Twice in the second essay of On Cosmopolitanism and Forgiveness, his recently published volume, Jacques Derrida admits that forgiveness leaves him torn("partagé"). "I remain'torn, '" he writes, with reference to post-colonial violence in Algeria, "But without power, desire, or need to decide"(51). The essay proceeds by recovering the concept of forgiveness and exposing the ruse of political appropriations that sidestep, rather than uphold, justice in the name of reconciliation. Yet the double project of recovery and exposure leaves Derrida unable to decide between pure forgiveness in its impossibility and the practical, political demand for peace that forgiveness, however illegitimately, satisfies.


This division, this incapacity, which resembles the position from which unconditional forgiveness must emerge, if it is to emerge, not only responds to the relation between ethics and politics, but it describes their rapport sans rapport. Here - as in the essay "On Cosmopolitanism, "-ethics and politics remain "irreducible . . . indissociable.By thinking together a non-phenomenological ethics and the inescapable demands of politics, by recovering the division and the sharing of ethics and politics, these essays open a zone of responsibility(without knowledge or certainty) that coincides with(emerges from, eventuates in) the phrase "I remain torn." From this position of non-knowledge, the essays joined in this volume imagine new divisions and new - still unrecognizable - configurations: responses to, responses of an I, divided. It is this move that may further help us to distinguish Derridian responsibility from Levinasian ethics as first philosophy.

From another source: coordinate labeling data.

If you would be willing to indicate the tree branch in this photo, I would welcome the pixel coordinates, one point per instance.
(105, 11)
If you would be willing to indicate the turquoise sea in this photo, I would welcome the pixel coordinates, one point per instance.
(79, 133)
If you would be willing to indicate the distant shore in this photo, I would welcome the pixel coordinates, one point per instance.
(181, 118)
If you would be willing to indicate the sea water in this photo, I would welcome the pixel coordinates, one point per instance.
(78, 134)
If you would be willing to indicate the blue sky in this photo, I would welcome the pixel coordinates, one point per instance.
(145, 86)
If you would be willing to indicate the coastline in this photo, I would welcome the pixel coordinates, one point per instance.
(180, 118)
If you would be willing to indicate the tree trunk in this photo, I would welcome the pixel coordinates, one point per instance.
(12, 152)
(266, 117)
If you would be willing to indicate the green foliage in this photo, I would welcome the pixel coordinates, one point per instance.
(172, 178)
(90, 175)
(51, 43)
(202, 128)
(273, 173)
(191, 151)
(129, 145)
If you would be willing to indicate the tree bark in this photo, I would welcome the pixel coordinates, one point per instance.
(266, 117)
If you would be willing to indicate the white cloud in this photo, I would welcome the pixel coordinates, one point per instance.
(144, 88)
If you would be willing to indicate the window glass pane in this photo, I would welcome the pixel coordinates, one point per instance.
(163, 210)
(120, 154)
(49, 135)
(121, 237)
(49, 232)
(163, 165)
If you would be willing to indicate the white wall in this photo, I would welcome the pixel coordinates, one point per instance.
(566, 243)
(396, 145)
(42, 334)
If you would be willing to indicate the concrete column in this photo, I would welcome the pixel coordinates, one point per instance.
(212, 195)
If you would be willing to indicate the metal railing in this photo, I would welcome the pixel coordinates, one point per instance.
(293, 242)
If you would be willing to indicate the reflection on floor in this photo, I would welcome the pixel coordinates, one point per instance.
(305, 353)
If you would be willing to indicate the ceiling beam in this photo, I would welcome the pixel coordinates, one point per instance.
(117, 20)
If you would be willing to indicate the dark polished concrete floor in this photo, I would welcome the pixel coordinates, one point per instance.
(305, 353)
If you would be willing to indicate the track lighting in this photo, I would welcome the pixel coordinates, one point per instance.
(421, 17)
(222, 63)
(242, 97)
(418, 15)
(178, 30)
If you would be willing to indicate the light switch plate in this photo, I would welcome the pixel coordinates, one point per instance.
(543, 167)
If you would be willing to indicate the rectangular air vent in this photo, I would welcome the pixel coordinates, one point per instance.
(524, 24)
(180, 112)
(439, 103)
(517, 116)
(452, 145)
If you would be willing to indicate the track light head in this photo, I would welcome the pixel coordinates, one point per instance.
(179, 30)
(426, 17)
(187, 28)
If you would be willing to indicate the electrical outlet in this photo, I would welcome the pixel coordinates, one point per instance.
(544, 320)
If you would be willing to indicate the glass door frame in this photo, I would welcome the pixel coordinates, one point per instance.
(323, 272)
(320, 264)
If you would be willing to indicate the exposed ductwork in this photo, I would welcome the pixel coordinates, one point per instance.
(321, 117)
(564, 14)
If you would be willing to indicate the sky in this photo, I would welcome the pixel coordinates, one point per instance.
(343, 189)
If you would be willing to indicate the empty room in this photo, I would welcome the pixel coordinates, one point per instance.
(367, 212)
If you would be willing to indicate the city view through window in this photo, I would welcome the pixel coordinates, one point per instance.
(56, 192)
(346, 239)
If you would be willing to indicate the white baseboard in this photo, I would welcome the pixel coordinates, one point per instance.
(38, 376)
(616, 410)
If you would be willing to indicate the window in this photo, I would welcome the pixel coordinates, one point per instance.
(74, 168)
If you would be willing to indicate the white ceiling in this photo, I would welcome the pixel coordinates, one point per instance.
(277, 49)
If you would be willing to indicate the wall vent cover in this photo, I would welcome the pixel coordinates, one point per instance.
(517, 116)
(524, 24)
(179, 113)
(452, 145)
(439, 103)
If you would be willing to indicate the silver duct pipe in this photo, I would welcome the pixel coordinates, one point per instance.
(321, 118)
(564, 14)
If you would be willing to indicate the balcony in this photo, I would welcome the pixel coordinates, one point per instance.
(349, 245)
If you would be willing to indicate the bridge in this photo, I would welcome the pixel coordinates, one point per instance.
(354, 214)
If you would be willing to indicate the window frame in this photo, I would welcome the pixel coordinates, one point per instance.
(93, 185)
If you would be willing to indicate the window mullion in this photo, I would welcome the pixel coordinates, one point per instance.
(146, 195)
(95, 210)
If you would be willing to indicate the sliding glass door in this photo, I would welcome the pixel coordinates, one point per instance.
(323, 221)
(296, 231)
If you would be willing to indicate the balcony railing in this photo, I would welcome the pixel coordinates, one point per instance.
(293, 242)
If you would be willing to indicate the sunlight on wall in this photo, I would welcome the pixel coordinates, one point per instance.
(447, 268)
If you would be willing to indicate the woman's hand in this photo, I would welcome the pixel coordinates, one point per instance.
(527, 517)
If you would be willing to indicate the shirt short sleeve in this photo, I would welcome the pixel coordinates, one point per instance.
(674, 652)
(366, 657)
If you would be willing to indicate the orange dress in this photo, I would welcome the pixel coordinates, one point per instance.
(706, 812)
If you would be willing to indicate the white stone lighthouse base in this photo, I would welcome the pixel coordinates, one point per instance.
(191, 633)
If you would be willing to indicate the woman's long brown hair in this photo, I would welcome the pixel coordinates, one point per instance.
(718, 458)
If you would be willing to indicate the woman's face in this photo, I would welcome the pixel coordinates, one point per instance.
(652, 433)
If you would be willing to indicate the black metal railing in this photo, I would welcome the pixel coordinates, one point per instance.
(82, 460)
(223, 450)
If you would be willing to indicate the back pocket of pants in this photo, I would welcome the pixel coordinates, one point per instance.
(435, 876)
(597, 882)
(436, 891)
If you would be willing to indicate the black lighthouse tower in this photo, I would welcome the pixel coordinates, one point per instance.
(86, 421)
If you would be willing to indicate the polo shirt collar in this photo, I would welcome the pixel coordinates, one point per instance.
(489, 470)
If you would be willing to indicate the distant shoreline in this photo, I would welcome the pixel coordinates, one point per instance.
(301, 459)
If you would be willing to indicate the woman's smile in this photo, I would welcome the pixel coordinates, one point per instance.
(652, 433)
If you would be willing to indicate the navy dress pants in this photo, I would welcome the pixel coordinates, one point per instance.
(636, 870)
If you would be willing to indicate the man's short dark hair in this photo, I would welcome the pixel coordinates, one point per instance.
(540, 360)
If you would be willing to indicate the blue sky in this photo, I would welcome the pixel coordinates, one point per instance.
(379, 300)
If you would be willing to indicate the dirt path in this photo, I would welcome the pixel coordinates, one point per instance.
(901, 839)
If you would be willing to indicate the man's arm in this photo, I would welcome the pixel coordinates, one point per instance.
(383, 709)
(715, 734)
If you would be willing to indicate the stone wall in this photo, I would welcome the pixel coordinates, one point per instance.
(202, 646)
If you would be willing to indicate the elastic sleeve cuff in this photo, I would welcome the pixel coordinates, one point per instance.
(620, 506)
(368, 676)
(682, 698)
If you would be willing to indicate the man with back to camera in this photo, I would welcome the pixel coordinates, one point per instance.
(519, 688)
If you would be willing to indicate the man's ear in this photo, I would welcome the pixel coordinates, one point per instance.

"On Cosmopolitanism, " the volume's opening essay, undertakes to redefine asylum and introduces the city - above and beyond the nation - as the site where a new mode of asylum might occur, if it could occur. The "City of Refuge" may not make manifest a pure concept of hospitality or of cosmopolitanism. Rather it returns questions of knowledge and strategy: "It is a question of knowing how to transform and improve the law, and of knowing if this.